Anxiety looks like me on any day ending in “y,” wearing yet another band t-shirt and my favorite pair of glasses with a messy pixie cut and maybe some wild earrings.
What you can’t see is my brain buzzing with intrusive thoughts about everything that can go wrong and worry—so much worry—about all things I can't control and many of the things I can. What you can’t see is how I try to hold it together behind a fake smile. What you can’t see is how constantly fight against my anxiety day in and out—how I struggle with it. It's not visible like the band shirt or the glasses or not quite smile that appears in almost every selfie.
What you can’t see or I don’t let you see is how anxiety also impacts my body. I described it above, right? My racing heart. Shaky hands. Dizziness. The constant urge to cry. Crying. Fatigue. Occasional full-blown panic attacks. I hide the bodily symptoms when I can. I minimize them when I can’t.
When the bees are angry, my body and brain pay the price. The buzzing has consequences—they just aren’t always visible. Often because they aren’t actually. Often because I don’t want them to be, and I try to hide them.

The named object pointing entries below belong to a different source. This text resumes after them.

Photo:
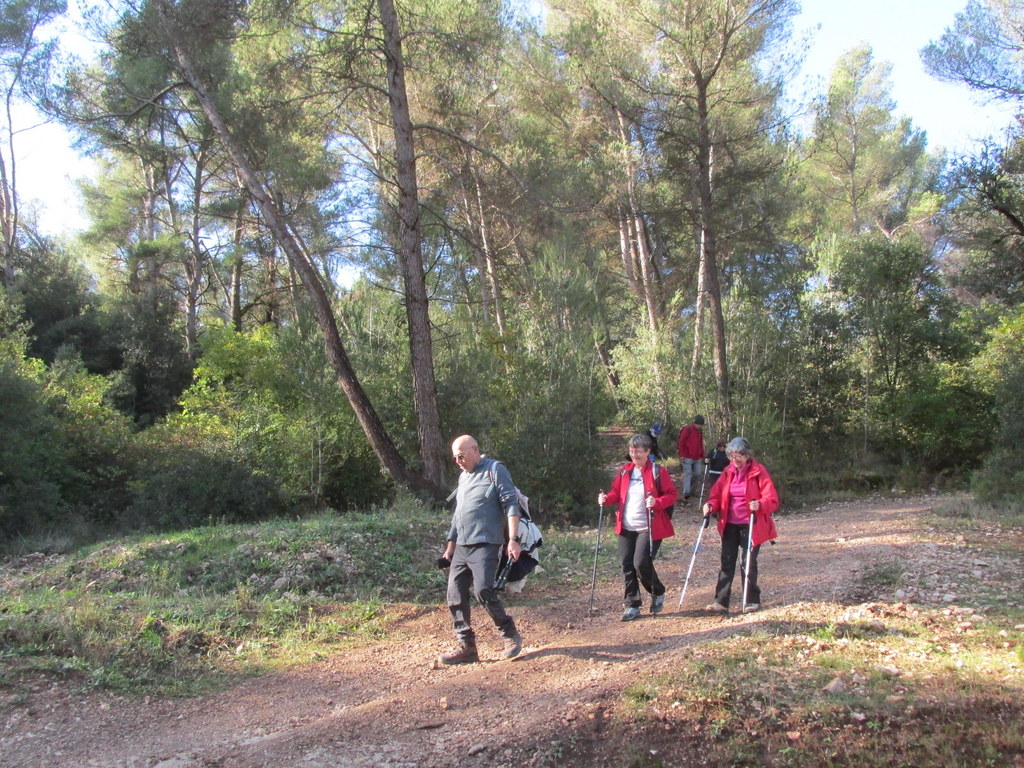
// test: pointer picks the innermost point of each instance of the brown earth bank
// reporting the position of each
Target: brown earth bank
(387, 704)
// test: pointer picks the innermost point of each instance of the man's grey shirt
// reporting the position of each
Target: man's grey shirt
(484, 498)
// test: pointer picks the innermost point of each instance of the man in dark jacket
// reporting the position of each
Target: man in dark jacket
(486, 504)
(691, 454)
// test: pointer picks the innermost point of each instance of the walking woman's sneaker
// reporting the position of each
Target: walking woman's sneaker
(465, 653)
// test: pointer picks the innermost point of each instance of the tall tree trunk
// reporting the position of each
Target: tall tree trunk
(432, 450)
(369, 420)
(8, 214)
(709, 242)
(235, 292)
(492, 267)
(196, 266)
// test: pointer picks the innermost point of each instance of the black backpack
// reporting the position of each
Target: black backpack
(657, 483)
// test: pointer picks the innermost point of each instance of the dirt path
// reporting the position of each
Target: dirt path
(387, 705)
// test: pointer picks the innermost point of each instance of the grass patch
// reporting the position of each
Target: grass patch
(184, 612)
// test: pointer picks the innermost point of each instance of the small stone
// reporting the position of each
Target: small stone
(836, 686)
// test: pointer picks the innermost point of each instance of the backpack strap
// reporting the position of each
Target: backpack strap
(493, 476)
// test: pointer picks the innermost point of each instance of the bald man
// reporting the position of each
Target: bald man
(486, 507)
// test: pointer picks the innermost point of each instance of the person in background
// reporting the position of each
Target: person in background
(744, 488)
(716, 461)
(655, 453)
(691, 454)
(642, 523)
(485, 505)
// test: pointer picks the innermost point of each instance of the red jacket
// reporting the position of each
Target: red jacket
(660, 525)
(690, 443)
(760, 487)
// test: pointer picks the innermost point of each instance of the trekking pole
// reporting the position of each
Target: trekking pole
(747, 567)
(704, 481)
(597, 549)
(696, 548)
(650, 536)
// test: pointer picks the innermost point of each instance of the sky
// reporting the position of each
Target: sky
(896, 30)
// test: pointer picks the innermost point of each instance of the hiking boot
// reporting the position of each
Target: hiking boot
(512, 646)
(465, 653)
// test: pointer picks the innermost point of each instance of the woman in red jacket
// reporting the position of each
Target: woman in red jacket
(744, 488)
(641, 523)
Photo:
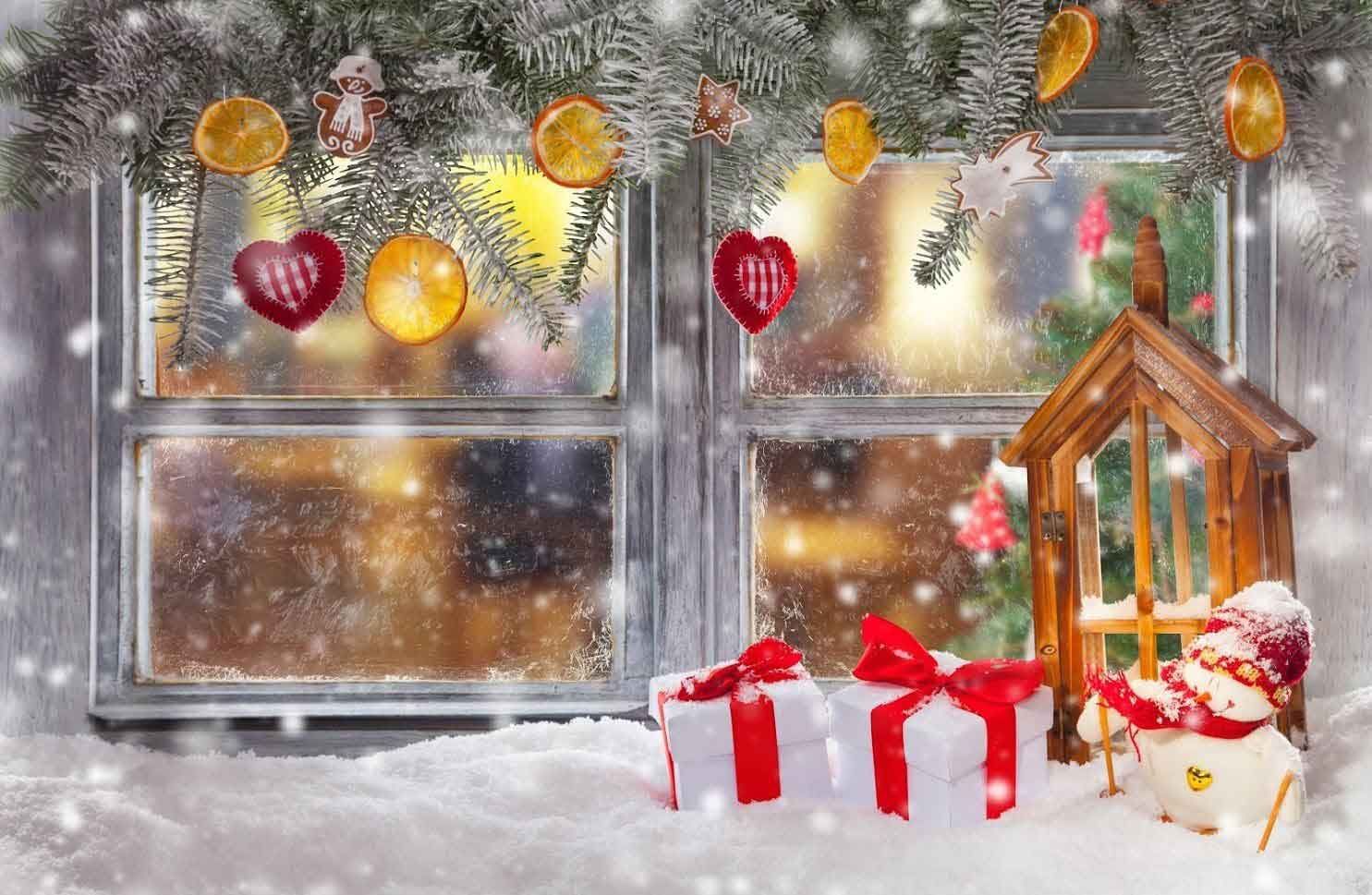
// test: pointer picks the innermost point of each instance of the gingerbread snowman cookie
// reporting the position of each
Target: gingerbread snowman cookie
(347, 124)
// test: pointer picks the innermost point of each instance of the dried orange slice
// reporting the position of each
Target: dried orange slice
(416, 288)
(851, 143)
(239, 136)
(1066, 47)
(1255, 113)
(574, 143)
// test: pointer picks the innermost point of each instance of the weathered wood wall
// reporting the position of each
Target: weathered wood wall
(1324, 379)
(45, 458)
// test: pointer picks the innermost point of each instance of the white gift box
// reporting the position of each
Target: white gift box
(701, 744)
(945, 751)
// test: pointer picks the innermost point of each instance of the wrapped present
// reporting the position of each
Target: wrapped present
(935, 739)
(752, 730)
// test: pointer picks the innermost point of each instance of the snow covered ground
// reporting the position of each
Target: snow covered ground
(577, 807)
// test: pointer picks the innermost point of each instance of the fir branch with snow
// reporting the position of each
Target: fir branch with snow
(650, 79)
(996, 99)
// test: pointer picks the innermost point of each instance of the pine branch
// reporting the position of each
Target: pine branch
(650, 73)
(1315, 193)
(996, 101)
(905, 79)
(749, 175)
(457, 206)
(1185, 59)
(361, 206)
(570, 36)
(758, 42)
(593, 212)
(191, 263)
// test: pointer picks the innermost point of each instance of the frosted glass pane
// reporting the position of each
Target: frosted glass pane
(484, 354)
(843, 528)
(1015, 317)
(348, 558)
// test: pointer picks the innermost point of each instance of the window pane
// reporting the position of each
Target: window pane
(1017, 316)
(484, 354)
(378, 558)
(902, 526)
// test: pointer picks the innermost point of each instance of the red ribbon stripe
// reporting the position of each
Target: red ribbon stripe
(752, 714)
(990, 688)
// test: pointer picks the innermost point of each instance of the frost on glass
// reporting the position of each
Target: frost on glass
(843, 528)
(407, 558)
(1043, 283)
(486, 353)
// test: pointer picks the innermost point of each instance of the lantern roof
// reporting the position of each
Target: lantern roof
(1140, 357)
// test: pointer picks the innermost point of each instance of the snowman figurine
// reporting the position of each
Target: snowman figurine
(1204, 731)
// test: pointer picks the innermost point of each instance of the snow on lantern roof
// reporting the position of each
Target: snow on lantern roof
(1140, 357)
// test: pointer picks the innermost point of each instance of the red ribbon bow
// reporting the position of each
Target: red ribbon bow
(988, 688)
(751, 711)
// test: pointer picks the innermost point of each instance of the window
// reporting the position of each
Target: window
(330, 523)
(868, 417)
(327, 524)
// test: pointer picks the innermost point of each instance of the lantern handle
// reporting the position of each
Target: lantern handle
(1150, 271)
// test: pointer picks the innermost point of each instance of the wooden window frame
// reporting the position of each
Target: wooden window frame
(125, 414)
(685, 425)
(716, 481)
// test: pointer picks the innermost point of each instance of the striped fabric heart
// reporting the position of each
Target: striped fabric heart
(761, 278)
(290, 280)
(754, 278)
(291, 283)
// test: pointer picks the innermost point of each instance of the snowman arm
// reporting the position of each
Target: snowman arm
(1088, 722)
(1294, 806)
(1281, 756)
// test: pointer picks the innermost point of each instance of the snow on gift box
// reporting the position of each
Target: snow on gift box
(751, 730)
(935, 739)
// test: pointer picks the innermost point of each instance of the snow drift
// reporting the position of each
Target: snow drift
(577, 807)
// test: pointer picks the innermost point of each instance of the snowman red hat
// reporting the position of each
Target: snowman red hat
(1259, 637)
(1256, 647)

Sometimes, the bees are manageable—a low hum. Sometimes, they are not—the angry buzz, buzz, buzz. But, it's hard to tell by looking at me whether I am managing or not. And truth be told, I don’t always want folks to know when the bees are angry because I am barely hanging on.
The bees don’t calm down simply because I’ve asked them to. And more than that, they never go away.
But, I am trying to remind myself that these periods of high anxiety come and go and that the bees will quiet down just like they always do eventually. And I’ll get some peace, or whatever I get that is close to it. I just have to take it day by day until the buzzing once again becomes a low hum.
This is likely very unfair to bees, I do know this.
Okay, standard disclaimer here: As I mention in the essay, I am on meds for anxiety that work the best they can, and I go to therapy for anxiety among other things. I’m not asking for advice here on how to manage my anxiety or asking for advice at all. So, please refrain from giving advice. Thank you.